Jean-Pierre Villebramar

De la grande promenade donnant sur la baie, ce jour où les nuages d’octobre s’étaient ouverts pour nous laisser leur soleil, leur bonheur ; à deux pas, les hautes murailles de l’église San Vicente, son retable aux personnages couverts d’or.
J’ai pensé à la simple tunique du Christ.

Le Christ, justement, assis au fond de l’église, désabusé, sa couronne d’épines penchée sur le côté, un improbable bâton sur les genoux.
L’air résigné, comme s’il ne croyait plus aux promesses de son père, cela nous a fait -presque- rire ; ou, tout du moins, sourire.

San Sebastian.
Nous avons aimé faire semblant de nous perdre dans les ruelles carrées de la vieille ville.
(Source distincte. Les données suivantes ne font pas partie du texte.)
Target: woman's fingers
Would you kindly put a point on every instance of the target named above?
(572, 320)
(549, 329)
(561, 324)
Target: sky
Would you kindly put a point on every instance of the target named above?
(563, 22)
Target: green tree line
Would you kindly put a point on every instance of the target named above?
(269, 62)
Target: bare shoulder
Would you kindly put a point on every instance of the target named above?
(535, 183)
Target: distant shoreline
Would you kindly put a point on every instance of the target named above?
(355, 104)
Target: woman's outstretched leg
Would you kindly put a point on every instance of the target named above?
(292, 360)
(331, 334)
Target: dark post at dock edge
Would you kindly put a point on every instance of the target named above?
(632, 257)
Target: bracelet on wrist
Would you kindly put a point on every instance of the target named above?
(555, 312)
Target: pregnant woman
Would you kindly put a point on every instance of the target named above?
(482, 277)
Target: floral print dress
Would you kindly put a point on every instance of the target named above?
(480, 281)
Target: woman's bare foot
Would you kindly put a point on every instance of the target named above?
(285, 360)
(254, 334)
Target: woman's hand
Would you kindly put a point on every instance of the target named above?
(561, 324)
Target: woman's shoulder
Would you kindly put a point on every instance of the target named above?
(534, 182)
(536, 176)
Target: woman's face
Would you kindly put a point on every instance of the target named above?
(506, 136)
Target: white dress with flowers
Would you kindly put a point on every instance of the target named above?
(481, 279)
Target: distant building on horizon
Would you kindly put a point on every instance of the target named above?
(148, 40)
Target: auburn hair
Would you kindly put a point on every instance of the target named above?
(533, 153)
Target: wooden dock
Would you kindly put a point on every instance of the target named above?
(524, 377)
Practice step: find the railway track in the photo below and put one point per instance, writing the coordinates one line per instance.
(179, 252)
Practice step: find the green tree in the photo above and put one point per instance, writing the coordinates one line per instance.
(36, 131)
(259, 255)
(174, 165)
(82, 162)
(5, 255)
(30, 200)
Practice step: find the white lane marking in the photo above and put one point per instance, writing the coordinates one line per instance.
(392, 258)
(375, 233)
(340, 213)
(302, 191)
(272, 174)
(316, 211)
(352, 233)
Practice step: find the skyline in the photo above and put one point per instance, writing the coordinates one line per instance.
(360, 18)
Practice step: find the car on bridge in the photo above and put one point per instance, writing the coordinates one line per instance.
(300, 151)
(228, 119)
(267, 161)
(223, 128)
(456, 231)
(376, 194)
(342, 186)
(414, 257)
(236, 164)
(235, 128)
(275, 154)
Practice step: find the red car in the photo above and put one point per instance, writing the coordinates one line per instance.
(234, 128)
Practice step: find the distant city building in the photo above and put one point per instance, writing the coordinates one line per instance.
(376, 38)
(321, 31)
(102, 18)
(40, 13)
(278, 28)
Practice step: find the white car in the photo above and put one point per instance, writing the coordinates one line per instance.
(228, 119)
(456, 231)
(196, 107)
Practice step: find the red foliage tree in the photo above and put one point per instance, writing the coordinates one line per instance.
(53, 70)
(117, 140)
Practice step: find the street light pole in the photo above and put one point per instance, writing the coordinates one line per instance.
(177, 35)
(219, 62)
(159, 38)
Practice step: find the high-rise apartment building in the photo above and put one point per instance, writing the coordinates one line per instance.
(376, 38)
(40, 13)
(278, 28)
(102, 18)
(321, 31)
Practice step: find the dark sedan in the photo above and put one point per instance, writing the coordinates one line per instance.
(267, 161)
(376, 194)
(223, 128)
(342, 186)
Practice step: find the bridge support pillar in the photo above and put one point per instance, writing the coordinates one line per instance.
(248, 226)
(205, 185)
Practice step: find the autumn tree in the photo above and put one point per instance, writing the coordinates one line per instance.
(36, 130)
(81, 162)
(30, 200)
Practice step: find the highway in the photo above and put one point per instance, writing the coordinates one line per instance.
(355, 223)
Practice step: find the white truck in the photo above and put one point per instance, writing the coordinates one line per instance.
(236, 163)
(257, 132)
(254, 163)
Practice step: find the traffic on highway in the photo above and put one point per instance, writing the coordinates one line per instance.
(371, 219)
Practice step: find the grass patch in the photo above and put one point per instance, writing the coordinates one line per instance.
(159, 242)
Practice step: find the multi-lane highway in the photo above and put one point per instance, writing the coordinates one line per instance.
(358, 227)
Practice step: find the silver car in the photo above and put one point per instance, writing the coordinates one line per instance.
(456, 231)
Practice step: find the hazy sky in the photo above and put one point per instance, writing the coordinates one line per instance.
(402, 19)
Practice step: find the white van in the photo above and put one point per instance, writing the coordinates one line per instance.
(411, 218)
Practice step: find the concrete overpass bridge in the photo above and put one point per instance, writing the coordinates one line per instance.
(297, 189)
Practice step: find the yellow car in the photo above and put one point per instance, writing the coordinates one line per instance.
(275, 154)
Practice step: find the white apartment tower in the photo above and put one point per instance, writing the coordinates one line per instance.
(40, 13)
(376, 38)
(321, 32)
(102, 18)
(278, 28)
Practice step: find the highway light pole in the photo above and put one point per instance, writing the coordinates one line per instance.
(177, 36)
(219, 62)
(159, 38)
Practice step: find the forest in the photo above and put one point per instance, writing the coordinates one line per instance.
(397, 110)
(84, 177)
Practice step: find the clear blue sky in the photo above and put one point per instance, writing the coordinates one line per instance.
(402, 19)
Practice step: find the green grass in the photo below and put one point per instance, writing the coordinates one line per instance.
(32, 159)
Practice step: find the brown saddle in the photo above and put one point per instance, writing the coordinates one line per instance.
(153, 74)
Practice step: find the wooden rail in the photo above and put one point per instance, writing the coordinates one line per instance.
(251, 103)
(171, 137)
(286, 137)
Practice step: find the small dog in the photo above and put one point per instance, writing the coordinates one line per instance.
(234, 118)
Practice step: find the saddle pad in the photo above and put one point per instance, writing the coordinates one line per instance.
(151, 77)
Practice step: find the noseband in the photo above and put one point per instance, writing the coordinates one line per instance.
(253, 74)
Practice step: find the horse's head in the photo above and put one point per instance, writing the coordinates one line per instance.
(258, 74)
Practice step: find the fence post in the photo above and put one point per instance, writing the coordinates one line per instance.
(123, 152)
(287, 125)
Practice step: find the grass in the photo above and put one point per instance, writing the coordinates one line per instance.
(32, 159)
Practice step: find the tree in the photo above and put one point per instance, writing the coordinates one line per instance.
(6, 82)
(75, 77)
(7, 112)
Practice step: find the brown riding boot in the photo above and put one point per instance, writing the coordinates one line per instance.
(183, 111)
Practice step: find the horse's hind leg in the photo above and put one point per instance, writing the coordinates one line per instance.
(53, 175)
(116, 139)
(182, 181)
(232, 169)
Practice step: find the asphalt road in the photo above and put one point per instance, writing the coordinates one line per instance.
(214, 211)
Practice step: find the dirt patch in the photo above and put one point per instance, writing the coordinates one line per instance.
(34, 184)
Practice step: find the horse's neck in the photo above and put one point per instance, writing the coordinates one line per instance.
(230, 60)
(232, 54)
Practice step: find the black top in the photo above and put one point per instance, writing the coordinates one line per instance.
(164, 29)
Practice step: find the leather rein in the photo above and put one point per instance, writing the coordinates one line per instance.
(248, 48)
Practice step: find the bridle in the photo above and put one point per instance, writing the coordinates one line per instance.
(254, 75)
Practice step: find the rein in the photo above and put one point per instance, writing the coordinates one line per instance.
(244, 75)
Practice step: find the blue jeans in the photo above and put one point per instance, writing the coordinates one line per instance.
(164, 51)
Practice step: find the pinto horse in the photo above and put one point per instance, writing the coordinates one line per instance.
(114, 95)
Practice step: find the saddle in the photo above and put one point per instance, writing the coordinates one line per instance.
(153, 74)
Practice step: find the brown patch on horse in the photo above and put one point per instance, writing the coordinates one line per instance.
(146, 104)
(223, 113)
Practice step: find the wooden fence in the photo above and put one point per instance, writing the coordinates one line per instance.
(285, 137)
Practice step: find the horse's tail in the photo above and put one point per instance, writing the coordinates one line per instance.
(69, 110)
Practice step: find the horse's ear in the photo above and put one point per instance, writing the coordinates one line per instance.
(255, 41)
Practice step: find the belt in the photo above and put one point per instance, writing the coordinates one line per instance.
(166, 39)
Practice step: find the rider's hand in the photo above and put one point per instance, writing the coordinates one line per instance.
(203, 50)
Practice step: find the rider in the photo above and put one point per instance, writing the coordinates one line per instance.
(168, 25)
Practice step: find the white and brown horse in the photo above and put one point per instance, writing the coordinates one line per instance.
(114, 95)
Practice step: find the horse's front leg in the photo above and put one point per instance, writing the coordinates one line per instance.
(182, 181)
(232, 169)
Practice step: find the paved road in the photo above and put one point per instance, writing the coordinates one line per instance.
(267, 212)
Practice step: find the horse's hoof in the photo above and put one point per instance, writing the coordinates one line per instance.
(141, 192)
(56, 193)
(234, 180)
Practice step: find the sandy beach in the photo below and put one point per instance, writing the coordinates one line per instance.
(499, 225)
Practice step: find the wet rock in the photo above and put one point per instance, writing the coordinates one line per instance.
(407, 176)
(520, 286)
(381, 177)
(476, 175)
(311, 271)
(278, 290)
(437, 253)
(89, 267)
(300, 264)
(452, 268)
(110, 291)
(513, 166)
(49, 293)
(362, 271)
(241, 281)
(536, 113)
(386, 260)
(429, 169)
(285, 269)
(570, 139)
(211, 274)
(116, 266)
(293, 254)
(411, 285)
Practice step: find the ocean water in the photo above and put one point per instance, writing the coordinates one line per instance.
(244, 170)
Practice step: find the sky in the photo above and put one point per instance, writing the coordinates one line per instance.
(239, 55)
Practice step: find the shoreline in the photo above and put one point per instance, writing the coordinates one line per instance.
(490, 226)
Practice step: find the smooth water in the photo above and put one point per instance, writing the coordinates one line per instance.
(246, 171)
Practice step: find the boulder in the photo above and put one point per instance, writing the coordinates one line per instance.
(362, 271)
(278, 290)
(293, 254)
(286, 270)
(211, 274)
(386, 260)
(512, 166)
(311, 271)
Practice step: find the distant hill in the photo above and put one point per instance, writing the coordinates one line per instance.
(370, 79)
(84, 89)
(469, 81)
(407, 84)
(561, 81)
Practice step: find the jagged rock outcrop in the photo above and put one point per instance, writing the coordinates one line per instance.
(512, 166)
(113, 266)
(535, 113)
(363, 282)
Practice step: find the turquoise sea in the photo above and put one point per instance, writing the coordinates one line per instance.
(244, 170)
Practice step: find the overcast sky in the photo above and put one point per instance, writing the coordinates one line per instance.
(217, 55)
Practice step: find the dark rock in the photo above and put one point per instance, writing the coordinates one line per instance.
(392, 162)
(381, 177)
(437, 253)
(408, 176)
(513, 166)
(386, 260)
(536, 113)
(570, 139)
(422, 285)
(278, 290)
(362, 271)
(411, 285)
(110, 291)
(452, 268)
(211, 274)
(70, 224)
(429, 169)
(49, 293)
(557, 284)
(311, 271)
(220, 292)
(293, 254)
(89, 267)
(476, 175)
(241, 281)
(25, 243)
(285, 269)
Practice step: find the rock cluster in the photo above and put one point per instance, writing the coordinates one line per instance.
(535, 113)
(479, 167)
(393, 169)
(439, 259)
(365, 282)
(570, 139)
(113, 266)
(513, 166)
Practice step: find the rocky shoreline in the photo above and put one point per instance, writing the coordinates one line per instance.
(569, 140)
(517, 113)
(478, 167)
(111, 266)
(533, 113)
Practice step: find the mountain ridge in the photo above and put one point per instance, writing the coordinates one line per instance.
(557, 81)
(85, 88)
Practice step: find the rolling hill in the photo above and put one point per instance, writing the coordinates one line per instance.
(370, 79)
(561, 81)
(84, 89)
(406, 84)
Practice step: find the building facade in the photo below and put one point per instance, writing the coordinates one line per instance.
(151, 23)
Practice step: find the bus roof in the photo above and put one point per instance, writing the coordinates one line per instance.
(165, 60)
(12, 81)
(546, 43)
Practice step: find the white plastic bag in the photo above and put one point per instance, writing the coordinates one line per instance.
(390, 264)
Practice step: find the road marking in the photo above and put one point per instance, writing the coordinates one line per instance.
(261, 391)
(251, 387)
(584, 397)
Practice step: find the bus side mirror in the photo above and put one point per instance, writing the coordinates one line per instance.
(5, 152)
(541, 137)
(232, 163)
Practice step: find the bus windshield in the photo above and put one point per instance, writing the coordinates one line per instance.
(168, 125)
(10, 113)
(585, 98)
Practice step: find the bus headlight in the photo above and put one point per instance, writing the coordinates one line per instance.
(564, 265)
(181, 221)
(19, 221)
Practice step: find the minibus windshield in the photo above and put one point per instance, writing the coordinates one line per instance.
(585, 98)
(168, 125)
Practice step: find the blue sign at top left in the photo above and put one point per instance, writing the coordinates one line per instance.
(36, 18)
Il y avait toujours des amoureux pour s’embrasser aux croisements. Ou bien c’était nous, je ne sais plus.

Alors nous avons cherché un hôtel, mais il n’y a pas d’hôtels dans la vieille ville, à part le Maria Christina, au coin de la Place face à la mer, il devait être hors de prix sûrement pour s’y aimer le temps d’un soleil entre deux nuages.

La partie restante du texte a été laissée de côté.